8. Unwillingness to Share Knowledge
Instead of fostering a supportive environment, you hoard skateboarding knowledge and refuse to help others receive information on where you received specific OG clothing, skate videos, magazines, and skate shoes.
9. Rigidity in Trick Selection
You scoff at skaters who choose to focus on unconventional or weird tricks, insisting that only a specific set of tricks are valid. No hand plants, no bonelesses, no grabs!
10. Resistance to Change
You resist changes in the skateboarding community, even if they aim to improve accessibility, safety, or inclusivity. You resist the natural evolution of skateboarding, refusing to embrace new styles, disciplines, or innovations that may challenge traditional norms. Because you think there's no value if you just pick it up.
11. Believing DIY is the Only Way
You firmly believe that the only authentic way to experience skateboarding is through DIY spots, rejecting any sponsored or organized events by the big establishments.
12. Refusing to Engage with Corporate-sponsored Content
You actively avoid consuming content created by corporate sponsors, seeing it as a ploy to manipulate and control the narrative around skateboarding.
13. Anti High-fashion Louis Vuitton
Your aesthetic preferences in skateboarding align with the anti-mainstream, rejecting anything that appears too polished or professionally produced. You know LV, GUCCI, and other luxury brands are not for the streets.
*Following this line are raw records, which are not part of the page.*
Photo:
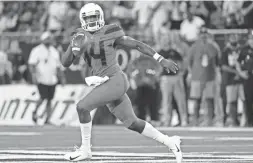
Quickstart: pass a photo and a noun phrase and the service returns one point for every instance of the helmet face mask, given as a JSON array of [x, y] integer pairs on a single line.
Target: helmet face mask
[[91, 17]]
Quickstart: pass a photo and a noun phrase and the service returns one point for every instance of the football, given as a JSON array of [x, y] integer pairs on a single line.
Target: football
[[78, 43]]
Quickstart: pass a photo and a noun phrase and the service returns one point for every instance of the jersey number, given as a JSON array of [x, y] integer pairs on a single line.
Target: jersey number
[[100, 55]]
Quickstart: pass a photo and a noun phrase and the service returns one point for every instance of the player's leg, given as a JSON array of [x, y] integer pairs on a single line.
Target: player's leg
[[122, 109], [43, 95], [166, 103], [232, 97], [180, 98], [50, 96], [141, 102], [208, 99], [114, 88], [196, 90]]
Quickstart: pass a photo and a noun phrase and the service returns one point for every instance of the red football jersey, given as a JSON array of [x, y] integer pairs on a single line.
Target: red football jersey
[[100, 54]]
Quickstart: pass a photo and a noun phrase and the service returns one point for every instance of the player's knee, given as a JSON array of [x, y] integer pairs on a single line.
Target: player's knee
[[137, 125], [80, 107]]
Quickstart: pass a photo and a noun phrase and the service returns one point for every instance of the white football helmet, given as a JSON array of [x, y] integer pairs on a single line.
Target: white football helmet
[[91, 17]]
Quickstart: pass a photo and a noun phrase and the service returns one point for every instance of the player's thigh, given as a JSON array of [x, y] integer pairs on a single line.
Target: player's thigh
[[42, 91], [109, 91], [241, 92], [51, 92], [232, 93], [209, 90], [123, 110], [196, 90], [179, 93]]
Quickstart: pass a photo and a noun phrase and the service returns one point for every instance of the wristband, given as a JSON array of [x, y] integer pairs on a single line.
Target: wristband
[[76, 49], [158, 57]]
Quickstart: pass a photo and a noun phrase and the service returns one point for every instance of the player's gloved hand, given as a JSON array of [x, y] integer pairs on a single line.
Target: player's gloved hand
[[78, 43], [169, 65]]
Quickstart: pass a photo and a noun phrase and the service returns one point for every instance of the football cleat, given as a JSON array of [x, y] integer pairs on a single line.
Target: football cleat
[[82, 153], [173, 143]]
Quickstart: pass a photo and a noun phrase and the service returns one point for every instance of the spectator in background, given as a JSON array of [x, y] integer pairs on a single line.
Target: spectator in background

14. Hostility Towards Other Genders
You undermine or dismiss the skills of other gender skateboarders, who dress differently than the traditional norms.
15. Mocking Beginners
You belittle or mock beginners, failing to recognize that everyone starts somewhere. You often find yourself judging other skateboarders based on their skill level, style, or choice of tricks. You think that mall grabbing and posing in malls are stupid.
16. Disdain For New Trends
You dismiss new skateboarding trend activities and refuse to acknowledge their legitimacy since you are the triple OG that only focuses on your own generation fit.
17. Frowning Upon Skatepark Etiquette
You disdain those who adhere to proper skatepark etiquette and insist on enforcing your own set of rules. OGs only, and you think that hazing is needed for the newbies to prove themselves before accepting them.
18. Associating Corporate Sponsorship with Selling Out
You equate any corporate sponsorship with selling out, believing that true skateboarders should remain untainted by commercial interests. You think that skating for a core skater-owned brand must be injected in every blood of skateboarders.
19. Criticizing Skateboarding Celebrities
You criticize celebrities wearing skate shirts and skate shoes since they never skateboard in their life.
20. Believing YouTube Skaters Are Wack
You hold a strong bias against skaters who gain popularity through YouTube, dismissing their contributions to the community as "wack" or inauthentic, regardless of their skill level or dedication to skateboarding like the negative Thrasher article.